Report: Affordable Apartments Headed For Extinction
Sept. 26, 2018, 5:05 p.m.
The city's stock of apartments within a minimum-wage budget has been rapidly shrinking.

Correction: The Comptroller's Office reported Wednesday evening that it made a "calculation error" in its original report, which stated that the city lost 1.069 million units renting for less than $900 per month between 2005 and 2017. The actual figure is 425,492 units. We have updated our article to reflect the change.
Revision to “The Gap is Still Growing” report: pic.twitter.com/DNPJGlCgNl
— Scott M. Stringer (@NYCComptroller) September 26, 2018
New York real estate is rife with wildly overpriced listings: Would you like to rent this couch-sized studio for $2,500 a month? Would you pay $1,375 for the privilege of awakening to the invigorating patter of freezer drip from your bunk-bed-slash-kitchenette? Do you have $500,000 to spend on an apartment you can fold into an armoire? What about $2,000 per month you'd gladly pay for a good old-fashioned kitchen shower? True, these real listings that are not jokes may not paint a wholly accurate picture of the average New York living situation, but according to a new report, their high price tags do.
Data from City Comptroller Scott Stringer's office, published Tuesday, offers a bleak update to a 2014 report on the city's affordable housing stock. Four years ago, 400,000 listings priced under $1,000 per month had been wiped from the housing market between 2000 and 2012, at the same time as median rents surged by 75 percent. Now, the report shows that 425,492 under-$900 rentals disappeared between 2005 and 2017. In that time, the city got 235,000 units priced between $1,051 and $1,650, and over 111,000 units priced $2,700 and up.

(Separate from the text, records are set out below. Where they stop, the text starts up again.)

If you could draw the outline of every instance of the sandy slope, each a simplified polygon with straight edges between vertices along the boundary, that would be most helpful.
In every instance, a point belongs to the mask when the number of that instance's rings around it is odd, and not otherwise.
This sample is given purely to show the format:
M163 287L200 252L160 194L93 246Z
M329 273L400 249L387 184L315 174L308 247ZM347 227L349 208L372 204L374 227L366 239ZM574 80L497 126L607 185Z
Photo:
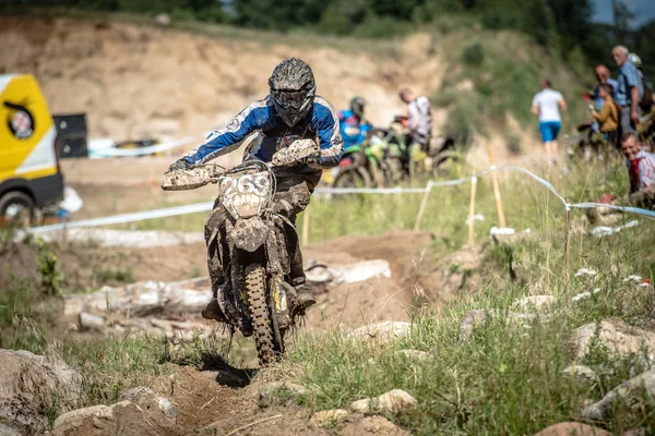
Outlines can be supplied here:
M262 34L262 38L271 35ZM150 26L0 16L0 73L33 73L53 112L88 113L91 136L115 140L196 134L224 123L267 93L282 59L306 59L319 94L343 108L370 102L376 123L404 111L395 92L429 93L443 65L418 35L386 55L211 38Z

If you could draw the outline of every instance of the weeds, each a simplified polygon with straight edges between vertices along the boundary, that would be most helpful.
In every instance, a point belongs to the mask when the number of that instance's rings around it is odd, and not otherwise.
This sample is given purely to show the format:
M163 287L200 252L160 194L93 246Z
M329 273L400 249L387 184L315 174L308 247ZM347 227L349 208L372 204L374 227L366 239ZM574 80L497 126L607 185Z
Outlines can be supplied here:
M95 271L95 279L103 284L108 282L127 284L134 282L134 274L130 267L122 268L117 266L116 268L99 269Z
M59 295L64 281L63 272L57 265L57 254L43 240L36 241L36 265L40 276L40 284L48 295Z

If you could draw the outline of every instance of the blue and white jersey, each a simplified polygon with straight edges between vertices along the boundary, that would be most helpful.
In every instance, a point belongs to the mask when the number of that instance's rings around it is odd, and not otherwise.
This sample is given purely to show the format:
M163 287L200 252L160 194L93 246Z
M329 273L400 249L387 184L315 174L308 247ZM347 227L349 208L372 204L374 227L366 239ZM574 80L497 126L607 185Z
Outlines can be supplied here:
M315 96L313 109L303 120L289 128L277 117L273 98L266 96L243 109L224 129L210 134L204 143L187 154L184 159L195 165L204 164L239 148L241 142L253 132L261 132L264 141L250 150L250 157L265 162L272 160L277 147L277 141L271 140L287 136L318 140L321 156L318 162L311 166L314 171L337 166L343 155L338 118L327 100Z

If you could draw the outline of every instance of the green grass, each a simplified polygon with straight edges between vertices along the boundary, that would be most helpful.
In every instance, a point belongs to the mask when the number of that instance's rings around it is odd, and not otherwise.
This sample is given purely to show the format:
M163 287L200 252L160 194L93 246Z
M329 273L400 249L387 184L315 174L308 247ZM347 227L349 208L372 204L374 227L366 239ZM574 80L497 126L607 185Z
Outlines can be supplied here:
M458 175L466 175L465 169L460 169ZM606 191L621 193L627 186L621 162L571 166L565 174L557 170L541 175L574 202L594 199ZM489 228L497 225L497 218L490 179L478 181L476 213L486 217L476 222L476 241L481 242L488 241ZM414 434L524 435L557 422L579 420L585 399L598 400L650 367L652 362L645 355L616 359L600 344L575 362L571 334L582 325L606 318L620 318L651 330L655 327L655 295L623 281L631 274L655 277L655 221L639 218L638 227L599 239L576 230L582 213L573 210L571 261L565 265L561 202L523 174L502 174L500 185L508 225L517 230L531 228L532 233L489 244L484 253L485 271L471 271L484 272L485 280L471 294L440 304L429 298L417 303L410 313L412 334L405 339L369 347L354 343L340 331L319 337L299 335L288 359L273 372L309 389L303 404L312 410L343 408L354 400L401 388L415 396L419 407L412 413L389 417ZM420 194L331 199L317 196L309 209L310 242L412 229L420 201ZM444 255L466 243L468 201L468 184L438 187L431 193L421 229L443 235L426 255L433 259L434 267ZM633 218L626 216L624 220ZM168 229L191 226L189 230L200 231L203 219L204 214L199 214L140 225ZM301 232L302 217L298 223ZM597 270L596 281L575 278L574 271L581 267ZM510 268L516 280L507 279ZM129 387L174 372L171 364L202 366L212 355L225 354L225 342L199 338L175 346L165 344L160 338L132 335L93 342L56 340L43 334L46 324L38 320L41 314L28 298L35 292L29 291L32 284L21 286L24 288L15 288L13 296L1 304L13 307L2 318L4 325L13 323L10 336L5 334L5 338L12 338L9 346L55 352L80 368L85 375L87 404L111 402ZM571 303L573 295L595 288L600 292ZM428 295L439 292L429 291ZM490 320L475 329L471 341L457 341L458 325L468 311L508 310L516 299L533 294L558 299L550 319L539 318L521 328L503 319ZM398 353L403 349L427 351L431 356L415 362ZM233 354L231 362L237 364L243 353ZM572 363L592 366L599 374L598 382L576 385L564 377L561 371ZM653 422L655 411L647 405L635 413L617 414L608 428L620 434Z
M556 251L529 242L519 262L519 275L531 282L512 284L502 290L464 296L448 306L427 305L412 317L412 335L388 346L367 347L344 338L340 331L326 337L306 337L289 356L289 379L299 382L311 395L315 410L344 408L349 402L378 396L391 389L405 389L419 402L416 412L389 416L413 434L534 434L548 425L575 421L585 399L600 399L607 391L650 367L645 355L615 359L603 349L593 350L581 364L602 374L599 383L576 385L561 375L574 362L570 351L571 331L587 323L615 317L641 327L653 328L651 310L655 295L644 288L622 281L628 274L653 277L655 223L645 223L639 232L627 232L630 240L642 237L631 253L645 258L630 263L605 257L619 238L586 238L587 253L602 249L592 258L575 256L569 271ZM643 238L643 234L646 238ZM526 262L527 258L533 259ZM545 268L544 265L551 265ZM571 278L577 267L592 266L600 277ZM612 268L612 266L617 268ZM612 271L612 269L615 269ZM558 298L556 315L514 328L502 319L476 328L474 339L457 342L457 328L473 308L510 308L521 296L536 292L536 283L548 283L539 293ZM602 292L573 305L571 296L600 287ZM412 361L398 353L402 349L427 351L426 361ZM284 373L285 370L281 371ZM609 423L612 432L622 432L655 422L655 409L646 407L634 415L619 414ZM655 428L651 428L653 431Z

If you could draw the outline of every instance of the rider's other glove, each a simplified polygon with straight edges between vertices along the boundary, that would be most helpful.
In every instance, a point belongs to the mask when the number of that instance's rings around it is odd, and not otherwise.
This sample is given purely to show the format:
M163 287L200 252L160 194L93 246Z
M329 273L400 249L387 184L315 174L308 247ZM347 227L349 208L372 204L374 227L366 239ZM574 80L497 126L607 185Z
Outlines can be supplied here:
M315 165L318 161L319 161L319 155L306 156L299 160L300 164L309 165L309 166Z
M191 168L193 168L193 164L191 164L190 161L188 161L184 158L181 158L181 159L172 162L172 165L168 168L168 171L190 170Z

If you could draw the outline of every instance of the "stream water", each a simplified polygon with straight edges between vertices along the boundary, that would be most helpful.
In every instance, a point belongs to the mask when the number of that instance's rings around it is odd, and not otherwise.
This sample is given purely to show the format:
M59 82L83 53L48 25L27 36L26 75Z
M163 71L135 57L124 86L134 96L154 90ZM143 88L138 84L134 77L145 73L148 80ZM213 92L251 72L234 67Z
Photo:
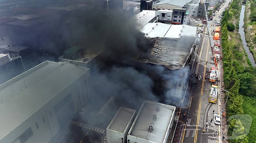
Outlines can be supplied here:
M256 66L256 64L255 63L255 61L253 59L252 54L250 52L249 48L247 46L247 43L245 41L244 31L244 28L243 27L243 26L244 26L244 17L245 7L245 5L243 5L242 6L242 9L241 10L241 12L240 13L240 17L239 19L239 29L238 32L239 33L240 36L241 36L241 39L242 39L244 48L247 53L248 58L249 58L251 62L252 63L252 66L255 68L255 66Z

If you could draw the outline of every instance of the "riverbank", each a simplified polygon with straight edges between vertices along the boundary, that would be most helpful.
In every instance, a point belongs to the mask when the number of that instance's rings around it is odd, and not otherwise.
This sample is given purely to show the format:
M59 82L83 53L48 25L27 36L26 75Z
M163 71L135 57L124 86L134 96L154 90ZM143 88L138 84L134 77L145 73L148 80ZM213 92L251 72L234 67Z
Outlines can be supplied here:
M250 15L256 14L254 11L256 2L248 1L245 5L245 12L244 14L244 32L247 46L252 54L254 61L256 61L256 21L251 22Z
M239 0L233 0L222 19L221 45L224 50L223 88L229 91L226 94L225 96L226 99L227 95L229 96L226 107L228 119L234 115L246 113L251 115L254 121L256 119L254 118L255 116L252 111L255 107L251 106L252 104L249 102L248 99L254 100L255 98L253 97L256 97L256 70L251 66L238 32L242 2ZM231 29L230 26L234 25L235 26L235 29ZM230 28L229 31L228 30L228 27ZM244 109L245 106L247 107ZM252 108L251 110L250 109L251 108ZM239 119L235 120L232 119L228 123L231 126L228 132L228 135L233 135L228 141L230 143L254 142L253 138L251 137L256 136L254 128L251 128L252 129L250 130L247 136L244 132L246 124ZM233 126L233 123L236 121L239 124L238 126L236 127ZM252 126L255 127L256 123L254 122L252 124ZM238 131L238 127L243 130L237 133ZM233 134L234 133L235 134L234 136ZM245 138L239 138L241 137Z

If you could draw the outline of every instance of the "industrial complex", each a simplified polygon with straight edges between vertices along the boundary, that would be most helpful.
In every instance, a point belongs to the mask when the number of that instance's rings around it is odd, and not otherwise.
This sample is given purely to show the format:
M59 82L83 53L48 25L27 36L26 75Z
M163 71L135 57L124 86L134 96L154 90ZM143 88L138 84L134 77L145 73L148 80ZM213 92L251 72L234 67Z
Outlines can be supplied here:
M205 78L219 112L224 2L64 1L0 2L0 143L189 142Z

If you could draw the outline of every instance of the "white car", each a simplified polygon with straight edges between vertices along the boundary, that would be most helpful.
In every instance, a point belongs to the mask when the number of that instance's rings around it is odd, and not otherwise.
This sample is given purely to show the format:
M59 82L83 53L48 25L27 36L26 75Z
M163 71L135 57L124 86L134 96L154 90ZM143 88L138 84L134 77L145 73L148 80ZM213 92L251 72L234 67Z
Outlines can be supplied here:
M217 114L215 114L213 116L214 124L220 125L221 123L221 116Z
M80 115L83 115L84 114L85 112L87 111L87 109L88 109L88 106L85 106L84 107L82 108L80 111L79 111L79 112L78 113Z

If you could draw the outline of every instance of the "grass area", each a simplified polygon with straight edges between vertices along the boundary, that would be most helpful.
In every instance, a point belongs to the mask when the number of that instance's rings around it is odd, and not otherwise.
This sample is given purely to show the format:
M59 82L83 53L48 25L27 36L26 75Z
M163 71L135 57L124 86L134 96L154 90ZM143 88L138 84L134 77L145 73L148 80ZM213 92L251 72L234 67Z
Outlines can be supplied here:
M222 20L224 82L224 88L229 91L226 94L226 97L228 95L229 97L226 107L227 117L236 114L248 114L251 115L255 121L256 69L251 66L238 33L241 7L242 1L233 0L228 10L224 12ZM233 27L235 26L235 29L230 29L230 25ZM229 122L230 126L228 135L235 134L233 138L229 140L230 143L255 142L256 122L253 123L247 136L244 131L245 129L250 127L248 127L247 123L249 122L244 122L244 119L233 119Z
M249 143L256 143L256 99L244 96L244 114L250 115L252 118L252 124L247 136Z

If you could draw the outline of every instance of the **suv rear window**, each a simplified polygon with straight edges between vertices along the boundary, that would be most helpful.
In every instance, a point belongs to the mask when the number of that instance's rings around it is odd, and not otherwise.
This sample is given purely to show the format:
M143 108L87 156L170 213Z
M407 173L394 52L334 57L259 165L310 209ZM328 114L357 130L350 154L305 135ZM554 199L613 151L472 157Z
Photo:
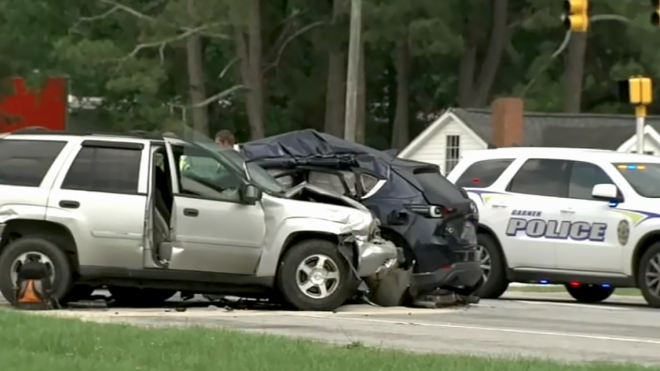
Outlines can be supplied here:
M466 188L490 187L513 161L514 159L478 161L465 169L465 171L456 181L456 185Z
M0 140L0 185L38 187L66 142Z
M450 205L467 198L460 188L438 171L424 170L415 172L415 178L424 189L424 196L431 205Z

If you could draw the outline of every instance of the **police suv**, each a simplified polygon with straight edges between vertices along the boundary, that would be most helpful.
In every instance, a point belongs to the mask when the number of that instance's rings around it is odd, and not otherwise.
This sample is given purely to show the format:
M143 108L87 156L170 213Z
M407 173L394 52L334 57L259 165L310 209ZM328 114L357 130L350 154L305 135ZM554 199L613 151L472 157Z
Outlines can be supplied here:
M660 307L660 158L507 148L467 153L448 176L480 214L482 297L509 282L564 284L577 300L639 287Z

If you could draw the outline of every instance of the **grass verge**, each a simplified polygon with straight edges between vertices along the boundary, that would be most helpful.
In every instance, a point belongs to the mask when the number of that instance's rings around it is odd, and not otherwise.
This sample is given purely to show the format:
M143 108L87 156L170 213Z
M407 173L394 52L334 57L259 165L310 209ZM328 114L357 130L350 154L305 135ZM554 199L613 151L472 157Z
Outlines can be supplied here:
M556 284L549 284L547 286L518 286L509 287L509 291L514 292L526 292L526 293L565 293L566 288L563 286ZM641 296L641 293L639 289L615 289L614 295L624 295L626 296Z
M2 371L641 371L604 363L416 355L202 328L144 328L0 310ZM655 369L660 370L660 369Z

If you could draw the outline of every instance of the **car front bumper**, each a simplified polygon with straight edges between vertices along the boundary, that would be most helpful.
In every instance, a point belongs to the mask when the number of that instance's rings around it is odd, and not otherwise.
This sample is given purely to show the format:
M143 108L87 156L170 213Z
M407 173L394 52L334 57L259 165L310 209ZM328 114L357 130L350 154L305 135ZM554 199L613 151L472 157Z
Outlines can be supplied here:
M403 249L381 238L358 244L358 276L361 278L386 273L397 268L404 260Z
M412 282L418 293L441 289L463 289L474 287L481 279L479 262L455 262L432 272L412 274Z

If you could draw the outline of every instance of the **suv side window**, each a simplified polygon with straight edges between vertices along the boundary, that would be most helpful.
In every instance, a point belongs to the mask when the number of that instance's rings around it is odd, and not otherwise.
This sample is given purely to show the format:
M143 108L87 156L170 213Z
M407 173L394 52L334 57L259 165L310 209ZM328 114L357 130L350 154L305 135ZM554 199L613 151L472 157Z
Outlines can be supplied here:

In part, we can blame this trend on population growth: The report notes that the city took on 576,000 new residents between 2005 and 2016, but just over 76,000 occupied rental units. Meanwhile, unavailable units ballooned by 51 percent.
At the same time, the city's rent-regulated housing stock plummeted by 88,518 units from 2005 to 2017, losing more units than it gained every year during that 12-year period except for 2017. The report attributes this phenomenon to high rent vacancy deregulation, a provision that means units lose stabilization status when tenants decline to renew their leases and "that unit's maximum legal rent exceeds a deregulation threshold set by the State." That threshold jumped from $2,000 to $2,500 in 2011, continuing to climb all the way to $2,700 in 2015, which—per the report—"may also explain why three-quarters of units renting for over $2,700 were unregulated in 2017."
"Unless Albany lawmakers strengthen renters' rights and expand rent stabilization, this will become a city where the entrance fee will become a two-million-dollar condo," Stringer said at a press conference on Tuesday, according to Patch. "And that kind of city betrays everything we stand for."
Indeed, as Patch reports, the most a minimum wage worker can be expected to pay per month is $900 toward rent, if they also want to eat and commute.
Recent years have seen an uptick in the number of fabulously wealthy New Yorkers deciding to rent when they could reasonably afford to buy, contributing to the scarcity of affordable apartments. Some landlords have also undertaken harassment campaigns to drive out rent-stabilized tenants, freeing up prime real estate and charging far more for it. Mayor de Blasio has pledged to make or preserve 300,000 affordable units by 2026, but the prognosis on that plan does not look promising. Still, Stringer says the housing crisis is "a fight we can win." The most pertinent question would seem to be: how?